- Coordinates (Wysokie): 50°54′28″N 22°39′54″E﻿ / ﻿50.90778°N 22.66500°E
- Country: Poland
- Voivodeship: Lublin
- County: Lublin County
- Seat: Wysokie

Area
- • Total: 114.18 km^{2} (44.09 sq mi)

Population (2019)
- • Total: 4,407
- • Density: 39/km^{2} (100/sq mi)
- Website: http://www.wysokie.lubelskie.pl

= Gmina Wysokie =

Gmina Wysokie is a rural gmina (administrative district) in Lublin County, Lublin Voivodeship, in eastern Poland.
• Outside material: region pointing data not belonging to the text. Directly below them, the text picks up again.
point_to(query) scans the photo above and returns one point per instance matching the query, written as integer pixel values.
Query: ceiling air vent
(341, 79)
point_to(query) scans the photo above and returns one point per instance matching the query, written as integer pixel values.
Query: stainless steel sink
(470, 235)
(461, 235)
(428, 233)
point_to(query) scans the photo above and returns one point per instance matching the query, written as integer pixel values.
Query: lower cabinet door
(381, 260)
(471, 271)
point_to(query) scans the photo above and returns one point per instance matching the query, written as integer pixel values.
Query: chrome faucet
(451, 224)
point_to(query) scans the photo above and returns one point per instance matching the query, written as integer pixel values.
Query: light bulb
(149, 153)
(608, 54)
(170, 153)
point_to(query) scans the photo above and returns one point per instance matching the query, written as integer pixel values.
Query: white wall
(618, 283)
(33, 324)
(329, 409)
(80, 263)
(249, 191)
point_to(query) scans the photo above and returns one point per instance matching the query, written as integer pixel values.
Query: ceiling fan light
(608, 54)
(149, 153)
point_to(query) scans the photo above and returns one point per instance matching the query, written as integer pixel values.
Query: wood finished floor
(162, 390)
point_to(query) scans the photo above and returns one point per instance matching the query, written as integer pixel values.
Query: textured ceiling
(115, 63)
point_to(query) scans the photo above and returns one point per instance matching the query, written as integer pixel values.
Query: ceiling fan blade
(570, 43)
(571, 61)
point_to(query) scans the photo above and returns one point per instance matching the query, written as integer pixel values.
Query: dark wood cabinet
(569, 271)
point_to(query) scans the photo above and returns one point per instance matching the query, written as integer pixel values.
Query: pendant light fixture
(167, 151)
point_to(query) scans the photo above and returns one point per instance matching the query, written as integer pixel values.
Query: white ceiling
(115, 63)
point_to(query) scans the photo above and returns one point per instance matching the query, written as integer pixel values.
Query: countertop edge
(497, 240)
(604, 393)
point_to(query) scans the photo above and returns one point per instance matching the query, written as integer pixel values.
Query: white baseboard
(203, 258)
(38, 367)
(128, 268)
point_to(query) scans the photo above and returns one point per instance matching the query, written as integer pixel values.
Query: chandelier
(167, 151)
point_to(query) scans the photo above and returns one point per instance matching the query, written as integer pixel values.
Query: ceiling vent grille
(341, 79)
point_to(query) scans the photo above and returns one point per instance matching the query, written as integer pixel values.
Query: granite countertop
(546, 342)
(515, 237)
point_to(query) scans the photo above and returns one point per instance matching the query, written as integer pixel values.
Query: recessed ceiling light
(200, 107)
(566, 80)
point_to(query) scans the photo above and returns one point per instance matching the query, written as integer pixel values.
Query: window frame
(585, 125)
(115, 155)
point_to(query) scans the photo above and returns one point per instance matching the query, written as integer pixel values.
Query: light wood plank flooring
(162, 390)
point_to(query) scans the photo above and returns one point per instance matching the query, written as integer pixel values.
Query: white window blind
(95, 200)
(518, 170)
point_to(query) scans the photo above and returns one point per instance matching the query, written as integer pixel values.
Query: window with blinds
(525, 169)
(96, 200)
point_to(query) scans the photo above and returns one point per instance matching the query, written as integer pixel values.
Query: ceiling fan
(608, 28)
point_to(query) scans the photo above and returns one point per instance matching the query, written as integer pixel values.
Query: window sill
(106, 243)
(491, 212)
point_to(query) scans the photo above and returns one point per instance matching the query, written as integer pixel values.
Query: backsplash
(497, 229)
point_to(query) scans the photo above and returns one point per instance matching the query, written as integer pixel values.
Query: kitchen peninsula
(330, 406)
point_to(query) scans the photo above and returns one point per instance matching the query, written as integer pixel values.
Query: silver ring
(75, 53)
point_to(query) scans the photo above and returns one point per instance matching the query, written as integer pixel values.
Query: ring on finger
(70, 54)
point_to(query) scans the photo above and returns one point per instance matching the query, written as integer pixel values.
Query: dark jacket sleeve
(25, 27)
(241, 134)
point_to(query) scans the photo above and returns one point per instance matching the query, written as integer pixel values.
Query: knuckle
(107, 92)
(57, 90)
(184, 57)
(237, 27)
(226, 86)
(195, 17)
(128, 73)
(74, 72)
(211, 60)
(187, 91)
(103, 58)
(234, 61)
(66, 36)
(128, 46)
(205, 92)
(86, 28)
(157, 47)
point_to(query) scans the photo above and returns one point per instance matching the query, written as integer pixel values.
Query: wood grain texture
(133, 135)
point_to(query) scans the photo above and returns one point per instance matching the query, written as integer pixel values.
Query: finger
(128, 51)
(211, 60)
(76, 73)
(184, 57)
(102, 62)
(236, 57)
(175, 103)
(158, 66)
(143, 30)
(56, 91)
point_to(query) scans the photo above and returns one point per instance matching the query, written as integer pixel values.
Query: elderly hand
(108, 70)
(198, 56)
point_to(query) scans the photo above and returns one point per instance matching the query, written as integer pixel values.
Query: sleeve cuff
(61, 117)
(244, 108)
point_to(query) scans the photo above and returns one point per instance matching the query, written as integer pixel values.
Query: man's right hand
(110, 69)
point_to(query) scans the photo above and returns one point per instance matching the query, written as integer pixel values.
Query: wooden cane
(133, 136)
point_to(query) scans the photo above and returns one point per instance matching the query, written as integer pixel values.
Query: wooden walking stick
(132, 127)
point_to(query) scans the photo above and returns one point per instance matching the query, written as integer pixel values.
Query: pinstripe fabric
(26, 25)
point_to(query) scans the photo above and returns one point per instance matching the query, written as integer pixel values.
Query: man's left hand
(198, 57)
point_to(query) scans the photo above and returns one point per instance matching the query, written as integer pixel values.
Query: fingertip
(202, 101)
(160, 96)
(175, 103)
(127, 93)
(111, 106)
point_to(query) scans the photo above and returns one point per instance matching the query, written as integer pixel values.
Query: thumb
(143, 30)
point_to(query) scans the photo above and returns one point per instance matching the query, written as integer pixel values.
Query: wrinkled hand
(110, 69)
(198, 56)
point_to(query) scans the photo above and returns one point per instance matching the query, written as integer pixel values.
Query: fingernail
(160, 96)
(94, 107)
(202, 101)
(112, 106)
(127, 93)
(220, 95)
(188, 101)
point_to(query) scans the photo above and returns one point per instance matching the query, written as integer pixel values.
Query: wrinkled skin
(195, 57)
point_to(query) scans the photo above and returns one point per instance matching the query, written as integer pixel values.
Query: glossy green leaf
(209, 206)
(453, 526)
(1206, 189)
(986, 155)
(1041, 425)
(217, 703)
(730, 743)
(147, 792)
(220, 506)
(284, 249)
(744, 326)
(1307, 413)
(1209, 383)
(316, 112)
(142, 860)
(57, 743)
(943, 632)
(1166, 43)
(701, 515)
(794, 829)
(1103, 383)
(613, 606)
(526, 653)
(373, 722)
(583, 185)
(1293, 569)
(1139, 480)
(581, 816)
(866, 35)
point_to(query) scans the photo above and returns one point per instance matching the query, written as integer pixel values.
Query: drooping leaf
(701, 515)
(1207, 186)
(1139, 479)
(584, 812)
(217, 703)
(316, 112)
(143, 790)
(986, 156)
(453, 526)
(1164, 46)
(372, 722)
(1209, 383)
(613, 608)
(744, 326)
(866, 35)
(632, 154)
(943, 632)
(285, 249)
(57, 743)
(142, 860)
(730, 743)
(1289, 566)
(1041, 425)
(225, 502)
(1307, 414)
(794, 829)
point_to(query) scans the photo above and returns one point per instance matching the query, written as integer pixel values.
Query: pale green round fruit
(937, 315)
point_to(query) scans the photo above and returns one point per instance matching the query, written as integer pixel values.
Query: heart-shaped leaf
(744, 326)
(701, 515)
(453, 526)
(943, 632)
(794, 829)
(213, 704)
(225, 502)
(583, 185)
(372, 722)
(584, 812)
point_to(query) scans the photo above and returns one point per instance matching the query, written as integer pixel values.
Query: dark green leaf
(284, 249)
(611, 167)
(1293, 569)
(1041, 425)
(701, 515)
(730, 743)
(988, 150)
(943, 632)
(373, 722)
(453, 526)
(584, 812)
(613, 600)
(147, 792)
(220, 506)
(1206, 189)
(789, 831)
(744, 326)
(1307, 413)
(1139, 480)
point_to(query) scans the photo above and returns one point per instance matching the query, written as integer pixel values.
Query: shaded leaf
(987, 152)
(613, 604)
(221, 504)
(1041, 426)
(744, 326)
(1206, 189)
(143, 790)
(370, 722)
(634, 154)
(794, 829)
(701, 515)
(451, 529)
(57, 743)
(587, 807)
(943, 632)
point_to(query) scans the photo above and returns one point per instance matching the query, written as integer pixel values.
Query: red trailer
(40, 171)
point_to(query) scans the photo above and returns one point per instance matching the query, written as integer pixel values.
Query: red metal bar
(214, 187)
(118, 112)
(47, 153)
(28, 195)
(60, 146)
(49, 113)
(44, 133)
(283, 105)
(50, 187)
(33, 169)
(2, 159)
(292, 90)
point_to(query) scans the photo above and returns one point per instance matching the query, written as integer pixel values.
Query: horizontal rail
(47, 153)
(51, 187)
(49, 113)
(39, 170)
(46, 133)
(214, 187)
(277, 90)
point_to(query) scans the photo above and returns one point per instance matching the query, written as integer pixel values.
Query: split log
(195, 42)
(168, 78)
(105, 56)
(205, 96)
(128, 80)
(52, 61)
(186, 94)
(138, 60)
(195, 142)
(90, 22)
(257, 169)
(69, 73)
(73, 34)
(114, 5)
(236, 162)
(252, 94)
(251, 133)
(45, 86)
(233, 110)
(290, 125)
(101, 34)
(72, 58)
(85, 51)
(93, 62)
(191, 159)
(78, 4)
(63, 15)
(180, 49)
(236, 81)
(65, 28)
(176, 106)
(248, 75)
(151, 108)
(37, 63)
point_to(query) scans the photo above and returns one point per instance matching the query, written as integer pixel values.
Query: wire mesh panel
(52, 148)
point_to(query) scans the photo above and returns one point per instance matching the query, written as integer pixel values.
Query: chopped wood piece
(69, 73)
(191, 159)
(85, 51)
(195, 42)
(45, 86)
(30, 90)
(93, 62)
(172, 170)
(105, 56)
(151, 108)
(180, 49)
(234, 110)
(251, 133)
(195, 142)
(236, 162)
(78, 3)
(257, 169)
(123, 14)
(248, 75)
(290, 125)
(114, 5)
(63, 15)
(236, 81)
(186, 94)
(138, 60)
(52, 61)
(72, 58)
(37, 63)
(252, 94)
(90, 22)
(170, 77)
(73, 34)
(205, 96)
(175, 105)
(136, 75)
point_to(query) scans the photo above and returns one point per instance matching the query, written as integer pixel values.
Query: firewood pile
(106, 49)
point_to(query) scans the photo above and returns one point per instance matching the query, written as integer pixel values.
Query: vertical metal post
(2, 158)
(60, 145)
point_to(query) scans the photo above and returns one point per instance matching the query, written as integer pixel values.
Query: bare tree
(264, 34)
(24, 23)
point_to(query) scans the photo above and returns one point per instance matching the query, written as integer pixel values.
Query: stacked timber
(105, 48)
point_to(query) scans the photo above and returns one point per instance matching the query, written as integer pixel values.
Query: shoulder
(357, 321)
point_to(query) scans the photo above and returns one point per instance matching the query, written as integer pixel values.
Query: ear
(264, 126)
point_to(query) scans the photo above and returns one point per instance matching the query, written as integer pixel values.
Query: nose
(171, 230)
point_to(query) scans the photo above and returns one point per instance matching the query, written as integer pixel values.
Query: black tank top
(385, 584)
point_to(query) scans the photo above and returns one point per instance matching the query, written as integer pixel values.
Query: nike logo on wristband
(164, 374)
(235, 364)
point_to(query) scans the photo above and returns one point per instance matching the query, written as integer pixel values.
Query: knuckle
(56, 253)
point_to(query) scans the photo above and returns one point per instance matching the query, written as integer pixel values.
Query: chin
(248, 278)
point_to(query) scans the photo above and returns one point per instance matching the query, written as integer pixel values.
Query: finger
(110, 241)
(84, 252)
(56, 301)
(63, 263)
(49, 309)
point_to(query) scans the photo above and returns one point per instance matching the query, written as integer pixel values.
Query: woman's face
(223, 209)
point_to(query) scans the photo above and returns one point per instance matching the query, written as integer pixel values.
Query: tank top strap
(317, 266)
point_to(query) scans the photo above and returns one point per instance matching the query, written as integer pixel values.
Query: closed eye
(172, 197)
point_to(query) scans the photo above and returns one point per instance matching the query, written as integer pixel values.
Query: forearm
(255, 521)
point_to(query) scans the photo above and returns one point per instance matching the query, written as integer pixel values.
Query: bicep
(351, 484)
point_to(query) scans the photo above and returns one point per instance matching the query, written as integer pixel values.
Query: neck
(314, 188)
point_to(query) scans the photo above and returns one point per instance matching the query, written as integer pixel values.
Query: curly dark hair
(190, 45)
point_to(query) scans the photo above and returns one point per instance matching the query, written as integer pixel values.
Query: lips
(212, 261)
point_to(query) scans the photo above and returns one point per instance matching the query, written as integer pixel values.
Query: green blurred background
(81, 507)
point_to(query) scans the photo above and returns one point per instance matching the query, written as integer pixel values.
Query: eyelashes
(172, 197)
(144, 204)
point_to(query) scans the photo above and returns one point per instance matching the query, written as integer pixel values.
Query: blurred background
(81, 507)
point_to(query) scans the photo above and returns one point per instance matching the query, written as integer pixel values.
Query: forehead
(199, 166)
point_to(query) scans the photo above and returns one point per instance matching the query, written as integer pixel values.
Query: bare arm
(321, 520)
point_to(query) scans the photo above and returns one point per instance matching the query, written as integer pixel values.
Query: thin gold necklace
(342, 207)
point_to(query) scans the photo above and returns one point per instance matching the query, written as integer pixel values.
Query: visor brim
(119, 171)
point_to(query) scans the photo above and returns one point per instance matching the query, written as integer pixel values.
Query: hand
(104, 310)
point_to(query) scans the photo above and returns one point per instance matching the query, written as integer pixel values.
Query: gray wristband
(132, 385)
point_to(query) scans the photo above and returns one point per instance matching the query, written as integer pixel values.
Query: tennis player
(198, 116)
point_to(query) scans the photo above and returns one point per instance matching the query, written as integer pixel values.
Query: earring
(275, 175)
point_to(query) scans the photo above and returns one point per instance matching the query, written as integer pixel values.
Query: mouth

Its seat is the village of Wysokie, which lies approximately 39 km south of the regional capital Lublin.

The gmina covers an area of 114.18 km2, and as of 2019 its total population is 4,407 (4,702 in 2013).

==Villages==
Gmina Wysokie contains the villages and settlements of Antoniówka, Biskupie, Biskupie-Kolonia, Cegielnia, Dragany, Giełczew, Giełczew-Doły, Guzówka, Jabłonowo, Kajetanów, Łosień, Nowy Dwór, Nowy Maciejów, Radomirka, Rezerwa, Słupeczno, Spławy, Stary Maciejów, Stolnikowizna, Wysokie and Zabłocie.

==Neighbouring gminas==
Gmina Wysokie is bordered by the gminas of Bychawa, Krzczonów, Turobin, Zakrzew and Żółkiewka.